Date: 7 October 2009 Time: 12.30 pm - 2.00 p.m.

Venue: IAS MR1

Relations between theory and data in research into higher education

Dr Paul Ashwin, Department of Educational Research, Lancaster University.

Wednesday 7th October 2009, 12.30 - 2.00 p.m., IAS MR1. Department of Educational Research Seminar Series. Everyone welcome.

There has been increased level of discussion of the role of theory in research into higher education. However, this discussion has tended to focus on two aspects of the use of theory in this area. The first aspect is whether theory has been used at all in research and the second is the type of theory that is drawn upon. An aspect that has been the subject of far less discussion is the relationship between theory and empirical data in research into higher education.

Based on a review of articles published in international higher education journals in 2008, I argue that the current ways in which the relation between theory and data are constituted are two closely-related ways in which the relationship between theory and empirical data are usually constituted in research into higher education. First, empirical data are sometimes argued to illustrate theory.
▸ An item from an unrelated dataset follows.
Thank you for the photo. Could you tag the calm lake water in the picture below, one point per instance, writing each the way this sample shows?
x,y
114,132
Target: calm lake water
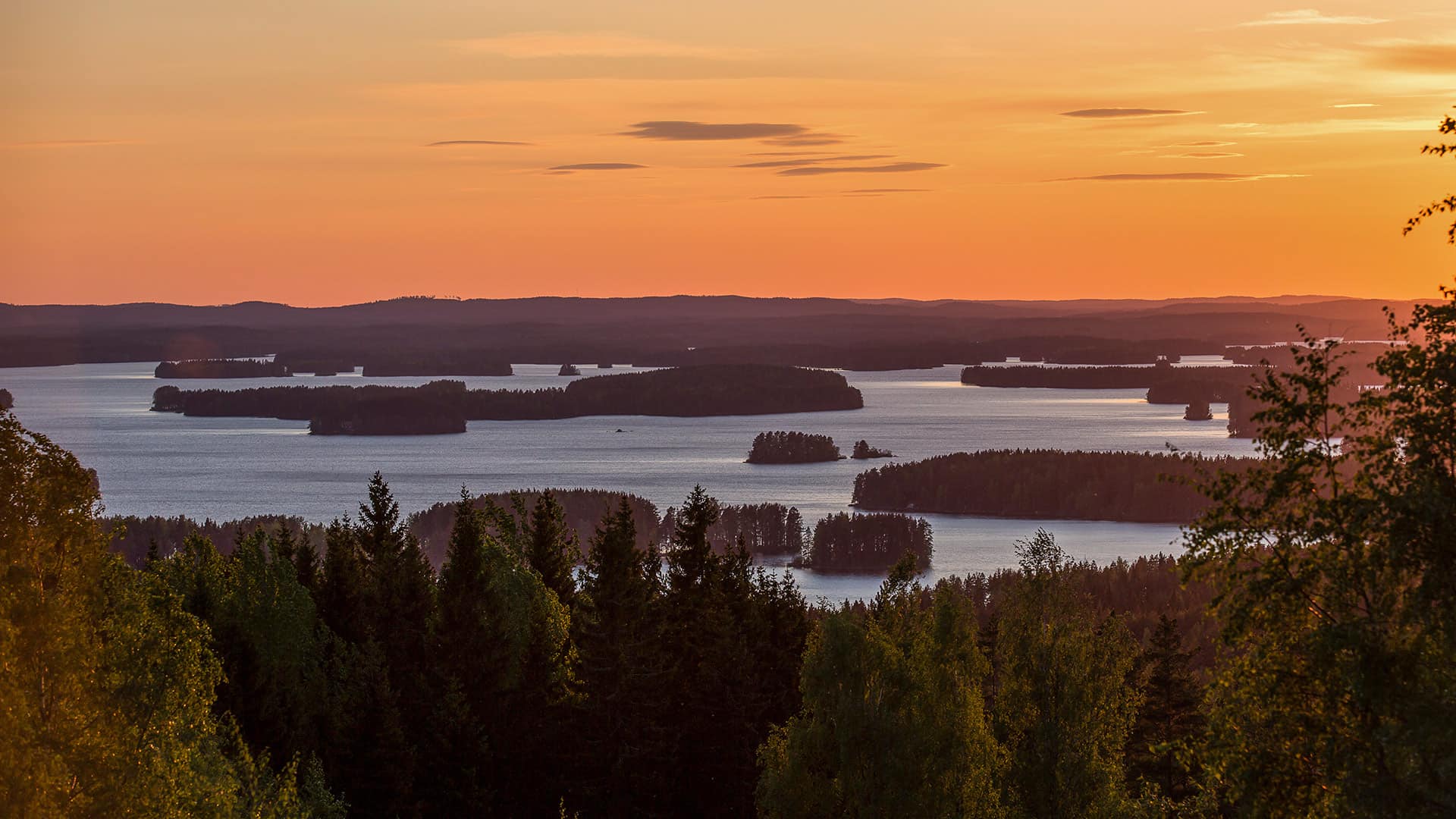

Second, theory is sometimes argued to explain the data generated, thus the data provided by participants in the research are argued to be explained by the theoretical concepts under discussion. I argue that these approaches tend to obscure the ways in which the theory underpins the conceptualisation of the research object and thus informs the way in which data are generated and analysed. I also argue that they involve an essentially one-way relationship between theory and data, in that it provides no space for empirical data to develop theory. Together these problems can lead to tautological research in which the analysis of the empirical data involves a re-statement of the theory that underpinned the initial conception of the research object.

I draw upon Basil Bernstein's notion of 'languages of description' to argue for a two-way relation between theory and empirical data, which means that theories need to be capable of being developed by the empirical data that is generated. In conclusion, I examine the implications and limitations of this approach for research into in higher education.

Watch the video of this session at: http://www.lancs.ac.uk/fass/edres/seminars/index.htm

See powerpoint presentation at: http://www.lancs.ac.uk/fass/doc_library/edres/09seminars/ashwin_07.10.09.pdf

For more information contact Dee Daglish d.daglish@lancaster.ac.uk.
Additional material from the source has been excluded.